La mancata accettazione della nuova Autorizzazione Integrata Ambientale, la foglia di fico sotto la quale la proprietà ancora nasconde le sue reali intenzioni sulla volontà di mettere a norma secondo gli standard europei gli impianti sottoposti a sequestro e mai quantificate in una cifra congrua alla soluzione del problema, unito all’attacco del ministro dell’ambiente verso la magistratura che anche nel senso comune di noi lavoratori è sembrato piuttosto scomposto, alimenta giorno dopo giorno un clima di incertezza assoluta, che diventa sconcerto se unito alla richiesta di collocazione in cassa integrazione. Se da una parte infatti i magistrati sono dovuti intervenire in maniera così drastica, supportati da dati scientifici ambientali ed epidemiologici prodotti allo scopo di accertare un dolo, dando seguito all’obbligatorietà dell’azione penale prevista dal nostro ordinamento e dall’altra parte l’azienda oppone la messa in opera degli investimenti come subordinata al dissequestro degli impianti incriminati senza quindi rimuovere prima il dolo, spalleggiata in questa strategia dal governo, al centro finiscono i lavoratori stritolati da questo gioco delle parti impostato su conflitti di attribuzione tra poteri dello stato.

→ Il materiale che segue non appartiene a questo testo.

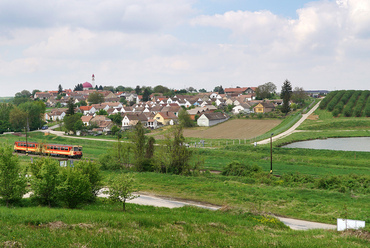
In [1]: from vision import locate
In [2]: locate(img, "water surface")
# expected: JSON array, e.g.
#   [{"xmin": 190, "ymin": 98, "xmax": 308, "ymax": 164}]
[{"xmin": 282, "ymin": 137, "xmax": 370, "ymax": 152}]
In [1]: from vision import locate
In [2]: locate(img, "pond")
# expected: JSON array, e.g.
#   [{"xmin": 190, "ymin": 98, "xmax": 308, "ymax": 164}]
[{"xmin": 282, "ymin": 137, "xmax": 370, "ymax": 152}]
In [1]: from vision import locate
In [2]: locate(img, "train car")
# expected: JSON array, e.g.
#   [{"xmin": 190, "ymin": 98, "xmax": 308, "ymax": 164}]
[
  {"xmin": 14, "ymin": 142, "xmax": 83, "ymax": 158},
  {"xmin": 42, "ymin": 144, "xmax": 83, "ymax": 158},
  {"xmin": 14, "ymin": 141, "xmax": 41, "ymax": 154}
]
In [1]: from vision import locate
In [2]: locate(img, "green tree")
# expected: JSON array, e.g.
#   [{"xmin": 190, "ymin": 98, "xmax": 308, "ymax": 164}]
[
  {"xmin": 57, "ymin": 167, "xmax": 92, "ymax": 208},
  {"xmin": 13, "ymin": 90, "xmax": 32, "ymax": 106},
  {"xmin": 135, "ymin": 85, "xmax": 141, "ymax": 95},
  {"xmin": 198, "ymin": 88, "xmax": 207, "ymax": 93},
  {"xmin": 153, "ymin": 85, "xmax": 170, "ymax": 94},
  {"xmin": 74, "ymin": 160, "xmax": 102, "ymax": 201},
  {"xmin": 0, "ymin": 144, "xmax": 27, "ymax": 207},
  {"xmin": 291, "ymin": 87, "xmax": 308, "ymax": 107},
  {"xmin": 9, "ymin": 107, "xmax": 27, "ymax": 131},
  {"xmin": 30, "ymin": 157, "xmax": 60, "ymax": 207},
  {"xmin": 108, "ymin": 113, "xmax": 123, "ymax": 125},
  {"xmin": 142, "ymin": 87, "xmax": 151, "ymax": 102},
  {"xmin": 214, "ymin": 86, "xmax": 224, "ymax": 94},
  {"xmin": 130, "ymin": 122, "xmax": 146, "ymax": 171},
  {"xmin": 178, "ymin": 108, "xmax": 194, "ymax": 127},
  {"xmin": 0, "ymin": 103, "xmax": 14, "ymax": 133},
  {"xmin": 96, "ymin": 109, "xmax": 108, "ymax": 115},
  {"xmin": 88, "ymin": 92, "xmax": 105, "ymax": 104},
  {"xmin": 281, "ymin": 80, "xmax": 293, "ymax": 115},
  {"xmin": 107, "ymin": 173, "xmax": 138, "ymax": 211},
  {"xmin": 255, "ymin": 82, "xmax": 277, "ymax": 99},
  {"xmin": 66, "ymin": 98, "xmax": 75, "ymax": 116},
  {"xmin": 163, "ymin": 125, "xmax": 192, "ymax": 174},
  {"xmin": 64, "ymin": 114, "xmax": 83, "ymax": 134},
  {"xmin": 58, "ymin": 84, "xmax": 63, "ymax": 95}
]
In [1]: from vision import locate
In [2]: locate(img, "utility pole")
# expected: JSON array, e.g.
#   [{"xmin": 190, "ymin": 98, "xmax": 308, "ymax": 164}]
[{"xmin": 270, "ymin": 133, "xmax": 274, "ymax": 174}]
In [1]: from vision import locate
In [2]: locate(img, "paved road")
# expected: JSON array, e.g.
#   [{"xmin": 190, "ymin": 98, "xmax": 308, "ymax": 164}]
[
  {"xmin": 96, "ymin": 189, "xmax": 336, "ymax": 230},
  {"xmin": 257, "ymin": 100, "xmax": 321, "ymax": 145}
]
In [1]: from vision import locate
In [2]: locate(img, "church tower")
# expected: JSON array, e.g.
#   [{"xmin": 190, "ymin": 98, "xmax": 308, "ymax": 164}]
[{"xmin": 92, "ymin": 74, "xmax": 95, "ymax": 88}]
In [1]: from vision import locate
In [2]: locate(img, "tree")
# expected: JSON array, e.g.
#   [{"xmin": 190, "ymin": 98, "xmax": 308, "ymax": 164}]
[
  {"xmin": 187, "ymin": 87, "xmax": 197, "ymax": 93},
  {"xmin": 9, "ymin": 107, "xmax": 27, "ymax": 131},
  {"xmin": 142, "ymin": 88, "xmax": 151, "ymax": 102},
  {"xmin": 291, "ymin": 87, "xmax": 308, "ymax": 107},
  {"xmin": 30, "ymin": 157, "xmax": 60, "ymax": 207},
  {"xmin": 160, "ymin": 125, "xmax": 192, "ymax": 174},
  {"xmin": 0, "ymin": 144, "xmax": 27, "ymax": 207},
  {"xmin": 66, "ymin": 98, "xmax": 75, "ymax": 116},
  {"xmin": 130, "ymin": 122, "xmax": 146, "ymax": 171},
  {"xmin": 17, "ymin": 101, "xmax": 45, "ymax": 130},
  {"xmin": 135, "ymin": 85, "xmax": 141, "ymax": 95},
  {"xmin": 213, "ymin": 86, "xmax": 224, "ymax": 94},
  {"xmin": 58, "ymin": 84, "xmax": 63, "ymax": 95},
  {"xmin": 96, "ymin": 109, "xmax": 108, "ymax": 116},
  {"xmin": 198, "ymin": 88, "xmax": 207, "ymax": 93},
  {"xmin": 115, "ymin": 85, "xmax": 125, "ymax": 92},
  {"xmin": 57, "ymin": 166, "xmax": 92, "ymax": 208},
  {"xmin": 153, "ymin": 85, "xmax": 170, "ymax": 94},
  {"xmin": 281, "ymin": 80, "xmax": 293, "ymax": 115},
  {"xmin": 0, "ymin": 103, "xmax": 14, "ymax": 133},
  {"xmin": 87, "ymin": 92, "xmax": 104, "ymax": 104},
  {"xmin": 108, "ymin": 113, "xmax": 123, "ymax": 125},
  {"xmin": 13, "ymin": 90, "xmax": 32, "ymax": 105},
  {"xmin": 178, "ymin": 108, "xmax": 194, "ymax": 127},
  {"xmin": 74, "ymin": 160, "xmax": 102, "ymax": 201},
  {"xmin": 107, "ymin": 173, "xmax": 138, "ymax": 211},
  {"xmin": 255, "ymin": 82, "xmax": 277, "ymax": 99},
  {"xmin": 64, "ymin": 114, "xmax": 83, "ymax": 134},
  {"xmin": 74, "ymin": 84, "xmax": 83, "ymax": 91}
]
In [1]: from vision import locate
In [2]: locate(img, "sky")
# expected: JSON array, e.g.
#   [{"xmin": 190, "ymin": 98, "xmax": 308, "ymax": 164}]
[{"xmin": 1, "ymin": 0, "xmax": 370, "ymax": 97}]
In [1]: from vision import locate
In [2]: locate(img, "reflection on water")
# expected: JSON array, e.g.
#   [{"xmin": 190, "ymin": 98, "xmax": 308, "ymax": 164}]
[{"xmin": 282, "ymin": 137, "xmax": 370, "ymax": 152}]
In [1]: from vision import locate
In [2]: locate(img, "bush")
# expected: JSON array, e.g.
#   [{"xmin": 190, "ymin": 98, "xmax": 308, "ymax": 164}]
[
  {"xmin": 222, "ymin": 161, "xmax": 262, "ymax": 177},
  {"xmin": 74, "ymin": 160, "xmax": 103, "ymax": 201},
  {"xmin": 57, "ymin": 167, "xmax": 92, "ymax": 208}
]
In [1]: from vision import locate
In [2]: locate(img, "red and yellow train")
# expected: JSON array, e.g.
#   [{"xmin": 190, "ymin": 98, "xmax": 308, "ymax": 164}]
[{"xmin": 14, "ymin": 141, "xmax": 83, "ymax": 158}]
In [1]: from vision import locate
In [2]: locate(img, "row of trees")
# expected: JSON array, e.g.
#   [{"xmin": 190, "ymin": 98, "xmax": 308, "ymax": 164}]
[
  {"xmin": 0, "ymin": 101, "xmax": 46, "ymax": 133},
  {"xmin": 99, "ymin": 122, "xmax": 195, "ymax": 175},
  {"xmin": 0, "ymin": 143, "xmax": 137, "ymax": 211},
  {"xmin": 320, "ymin": 90, "xmax": 370, "ymax": 117}
]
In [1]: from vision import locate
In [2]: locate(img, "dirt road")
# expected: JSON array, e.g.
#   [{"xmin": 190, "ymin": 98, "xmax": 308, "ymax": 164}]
[{"xmin": 257, "ymin": 100, "xmax": 321, "ymax": 145}]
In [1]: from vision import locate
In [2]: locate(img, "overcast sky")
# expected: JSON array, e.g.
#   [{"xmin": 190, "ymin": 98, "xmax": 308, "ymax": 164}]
[{"xmin": 1, "ymin": 0, "xmax": 370, "ymax": 97}]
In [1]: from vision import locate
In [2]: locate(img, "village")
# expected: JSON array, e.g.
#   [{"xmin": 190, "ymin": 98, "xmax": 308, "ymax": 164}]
[{"xmin": 38, "ymin": 79, "xmax": 286, "ymax": 135}]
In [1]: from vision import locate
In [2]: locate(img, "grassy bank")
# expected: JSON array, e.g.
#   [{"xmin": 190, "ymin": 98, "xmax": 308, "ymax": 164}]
[{"xmin": 1, "ymin": 200, "xmax": 368, "ymax": 247}]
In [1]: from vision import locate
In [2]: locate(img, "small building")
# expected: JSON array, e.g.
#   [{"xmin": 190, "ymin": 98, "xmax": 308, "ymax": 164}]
[
  {"xmin": 154, "ymin": 112, "xmax": 178, "ymax": 126},
  {"xmin": 197, "ymin": 112, "xmax": 228, "ymax": 127},
  {"xmin": 253, "ymin": 102, "xmax": 275, "ymax": 113}
]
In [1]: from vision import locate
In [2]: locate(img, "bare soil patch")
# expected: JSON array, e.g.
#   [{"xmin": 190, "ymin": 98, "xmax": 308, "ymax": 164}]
[
  {"xmin": 183, "ymin": 119, "xmax": 281, "ymax": 139},
  {"xmin": 307, "ymin": 114, "xmax": 319, "ymax": 120}
]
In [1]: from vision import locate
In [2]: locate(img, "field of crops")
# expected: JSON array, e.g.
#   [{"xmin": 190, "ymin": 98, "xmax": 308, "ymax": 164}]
[
  {"xmin": 182, "ymin": 119, "xmax": 281, "ymax": 139},
  {"xmin": 319, "ymin": 90, "xmax": 370, "ymax": 117}
]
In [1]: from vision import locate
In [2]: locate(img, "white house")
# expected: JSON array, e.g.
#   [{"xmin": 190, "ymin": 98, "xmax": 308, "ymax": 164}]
[{"xmin": 197, "ymin": 113, "xmax": 228, "ymax": 127}]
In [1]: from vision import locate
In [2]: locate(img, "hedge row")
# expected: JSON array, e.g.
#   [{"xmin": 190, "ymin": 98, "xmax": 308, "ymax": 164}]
[
  {"xmin": 353, "ymin": 90, "xmax": 370, "ymax": 117},
  {"xmin": 327, "ymin": 90, "xmax": 346, "ymax": 112},
  {"xmin": 342, "ymin": 91, "xmax": 361, "ymax": 117},
  {"xmin": 319, "ymin": 91, "xmax": 337, "ymax": 109},
  {"xmin": 365, "ymin": 93, "xmax": 370, "ymax": 117}
]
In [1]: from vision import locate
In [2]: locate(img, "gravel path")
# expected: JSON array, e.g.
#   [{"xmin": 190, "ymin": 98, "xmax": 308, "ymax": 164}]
[{"xmin": 257, "ymin": 100, "xmax": 321, "ymax": 145}]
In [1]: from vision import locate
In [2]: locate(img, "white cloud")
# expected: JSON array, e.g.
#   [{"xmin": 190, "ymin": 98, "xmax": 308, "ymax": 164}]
[{"xmin": 1, "ymin": 0, "xmax": 370, "ymax": 96}]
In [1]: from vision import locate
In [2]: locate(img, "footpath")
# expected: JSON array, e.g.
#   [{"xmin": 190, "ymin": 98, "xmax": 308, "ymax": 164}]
[{"xmin": 257, "ymin": 100, "xmax": 321, "ymax": 145}]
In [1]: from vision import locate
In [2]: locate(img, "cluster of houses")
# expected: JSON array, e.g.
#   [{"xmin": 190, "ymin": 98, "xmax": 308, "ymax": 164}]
[{"xmin": 41, "ymin": 86, "xmax": 283, "ymax": 134}]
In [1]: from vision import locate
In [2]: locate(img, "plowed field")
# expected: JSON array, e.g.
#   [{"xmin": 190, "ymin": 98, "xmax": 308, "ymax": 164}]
[{"xmin": 183, "ymin": 119, "xmax": 281, "ymax": 139}]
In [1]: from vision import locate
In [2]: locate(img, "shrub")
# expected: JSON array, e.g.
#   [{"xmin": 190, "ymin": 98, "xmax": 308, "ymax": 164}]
[
  {"xmin": 222, "ymin": 161, "xmax": 262, "ymax": 177},
  {"xmin": 74, "ymin": 160, "xmax": 103, "ymax": 200},
  {"xmin": 57, "ymin": 167, "xmax": 92, "ymax": 208}
]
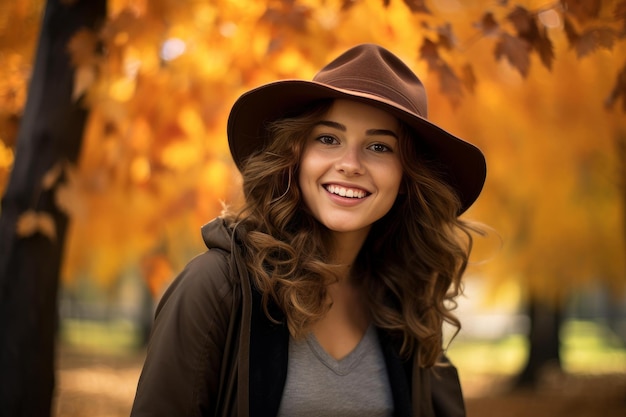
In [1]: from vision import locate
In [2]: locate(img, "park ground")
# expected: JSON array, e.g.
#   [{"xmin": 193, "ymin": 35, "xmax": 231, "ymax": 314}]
[{"xmin": 53, "ymin": 343, "xmax": 626, "ymax": 417}]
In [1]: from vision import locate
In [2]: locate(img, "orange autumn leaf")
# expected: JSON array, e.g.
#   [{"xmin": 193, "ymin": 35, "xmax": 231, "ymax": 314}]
[
  {"xmin": 67, "ymin": 28, "xmax": 99, "ymax": 67},
  {"xmin": 16, "ymin": 210, "xmax": 57, "ymax": 241},
  {"xmin": 141, "ymin": 254, "xmax": 174, "ymax": 298}
]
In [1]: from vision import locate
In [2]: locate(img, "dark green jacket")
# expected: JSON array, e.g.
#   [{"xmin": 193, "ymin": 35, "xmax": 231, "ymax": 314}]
[{"xmin": 130, "ymin": 218, "xmax": 466, "ymax": 417}]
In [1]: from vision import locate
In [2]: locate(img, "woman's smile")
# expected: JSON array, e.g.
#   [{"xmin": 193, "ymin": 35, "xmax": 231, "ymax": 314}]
[{"xmin": 324, "ymin": 183, "xmax": 370, "ymax": 199}]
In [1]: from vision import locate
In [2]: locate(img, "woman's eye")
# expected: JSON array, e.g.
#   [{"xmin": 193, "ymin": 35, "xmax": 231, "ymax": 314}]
[
  {"xmin": 369, "ymin": 143, "xmax": 392, "ymax": 153},
  {"xmin": 317, "ymin": 135, "xmax": 338, "ymax": 145}
]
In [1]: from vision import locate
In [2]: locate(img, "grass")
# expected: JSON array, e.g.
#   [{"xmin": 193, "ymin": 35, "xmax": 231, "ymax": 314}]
[
  {"xmin": 447, "ymin": 319, "xmax": 626, "ymax": 376},
  {"xmin": 59, "ymin": 317, "xmax": 626, "ymax": 375},
  {"xmin": 59, "ymin": 319, "xmax": 143, "ymax": 355},
  {"xmin": 561, "ymin": 320, "xmax": 626, "ymax": 373}
]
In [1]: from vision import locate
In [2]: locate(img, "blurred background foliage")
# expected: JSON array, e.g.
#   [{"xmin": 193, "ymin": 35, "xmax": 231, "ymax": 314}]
[{"xmin": 1, "ymin": 0, "xmax": 626, "ymax": 394}]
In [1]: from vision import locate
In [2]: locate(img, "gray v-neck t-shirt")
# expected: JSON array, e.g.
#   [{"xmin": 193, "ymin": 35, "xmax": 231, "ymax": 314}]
[{"xmin": 276, "ymin": 324, "xmax": 393, "ymax": 417}]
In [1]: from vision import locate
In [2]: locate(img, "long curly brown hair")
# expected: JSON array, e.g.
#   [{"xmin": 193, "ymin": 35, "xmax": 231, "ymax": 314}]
[{"xmin": 223, "ymin": 99, "xmax": 481, "ymax": 367}]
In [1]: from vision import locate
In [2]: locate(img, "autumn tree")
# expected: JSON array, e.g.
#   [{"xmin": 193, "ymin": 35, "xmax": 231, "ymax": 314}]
[
  {"xmin": 0, "ymin": 0, "xmax": 625, "ymax": 414},
  {"xmin": 441, "ymin": 0, "xmax": 626, "ymax": 386}
]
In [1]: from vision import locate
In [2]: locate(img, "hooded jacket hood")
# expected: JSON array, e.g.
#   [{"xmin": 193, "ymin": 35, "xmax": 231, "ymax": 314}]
[{"xmin": 201, "ymin": 217, "xmax": 236, "ymax": 254}]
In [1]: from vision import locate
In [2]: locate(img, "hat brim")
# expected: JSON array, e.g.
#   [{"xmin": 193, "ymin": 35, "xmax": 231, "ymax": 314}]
[{"xmin": 227, "ymin": 80, "xmax": 486, "ymax": 214}]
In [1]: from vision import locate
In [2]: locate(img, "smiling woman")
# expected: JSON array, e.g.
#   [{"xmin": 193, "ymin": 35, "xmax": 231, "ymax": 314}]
[{"xmin": 131, "ymin": 44, "xmax": 487, "ymax": 417}]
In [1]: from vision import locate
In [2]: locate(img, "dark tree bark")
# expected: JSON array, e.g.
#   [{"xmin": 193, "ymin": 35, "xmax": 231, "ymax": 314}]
[
  {"xmin": 0, "ymin": 1, "xmax": 105, "ymax": 416},
  {"xmin": 515, "ymin": 296, "xmax": 564, "ymax": 388}
]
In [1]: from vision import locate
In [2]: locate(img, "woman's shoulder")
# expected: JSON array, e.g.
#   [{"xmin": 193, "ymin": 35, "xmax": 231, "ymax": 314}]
[
  {"xmin": 185, "ymin": 248, "xmax": 233, "ymax": 282},
  {"xmin": 173, "ymin": 216, "xmax": 241, "ymax": 293},
  {"xmin": 154, "ymin": 248, "xmax": 239, "ymax": 319}
]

Basterebbe fare solo ciò che è giusto e necessario, come si fa normalmente in paesi che si considerano democratici e civili. Succede in altre parti d’Europa, dove la presenza di complessi industriali in generale e siderurgici in particolare è ben più pesante, che gli studi sugli impatti sanitari ed ambientali vengano commissionati e portati avanti dalle agenzie ambientali pubbliche e non dai magistrati, che i risultati producano piani d’azione per rispettare delle leggi obiettivo ambientali europee ed essere pronti a rispettarle dal primo giorno in cui queste entrano in vigore, che si costringano le aziende a prendere tutti i provvedimenti susseguenti, anche quelli più drastici, a prescindere dagli investimenti necessari allo scopo. Tutto questo è successo in Germania tra il 2000 e il 2004, nel Nord Reno-Westfalia.
Per quello io come tanti altri miei compagni di lavoro, alla domanda che spesso noi stessi ci poniamo: “Lavorare in fabbrica significa difendere l’ILVA?” abbiamo iniziato a risponderci che noi non vogliamo difendere l’ILVA, che la magistratura fa bene ad andare avanti anche fino alle estreme conseguenze, che il problema esiste, è serio e va risolto, che un lavoro vero non provoca danno a se stesso e agli altri. Sulla nostra pelle stiamo acquisendo la consapevolezza per la quale difendiamo l’idea che è possibile produrre acciaio in impianti all’avanguardia dal punto di vista dell’impatto ambientale, perché saremo anche operai ma non ci sentiamo PIGS.